Essas entidades ficaram em silêncio durante a greve dos servidores federais em educação, e agora pautam a redução de juros como forma de garantir as verbas para a educação. Estivemos nas ruas no dia 14 de agosto, mas defendendo as palavras de ordem que realmente tocam nos interesses da juventude e dos trabalhadores. Queremos a revogação do NEM, queremos todo o investimento necessário na educação e o fim do pagamento da dívida pública. Queremos educação pública, gratuita e para todos.

Como mencionado anteriormente as reivindicações dos servidores dos institutos e universidades federais vão além das pautas da greve, que não foram completamente atendidas.

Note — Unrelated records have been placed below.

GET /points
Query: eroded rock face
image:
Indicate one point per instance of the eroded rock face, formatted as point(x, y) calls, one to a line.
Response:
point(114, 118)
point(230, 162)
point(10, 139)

São exigências por melhores condições de trabalho, pela consolidação e ampliação da infraestrutura, por concursos com códigos de vagas que realmente atendam a necessidade das instituições e por mais investimentos na educação de uma maneira geral. 

Os comunistas sabem que a classe trabalhadora é capaz de muitas conquistas se organizada de maneira unificada e combativa. É essencial começar desde já a preparação para os próximos combates, o que requer um trabalho de base e diálogo direto com os trabalhadores nos locais de trabalho, incentivando-os a pressionar ou substituir as lideranças sindicais que não têm se preocupado em fazer a sua tarefa.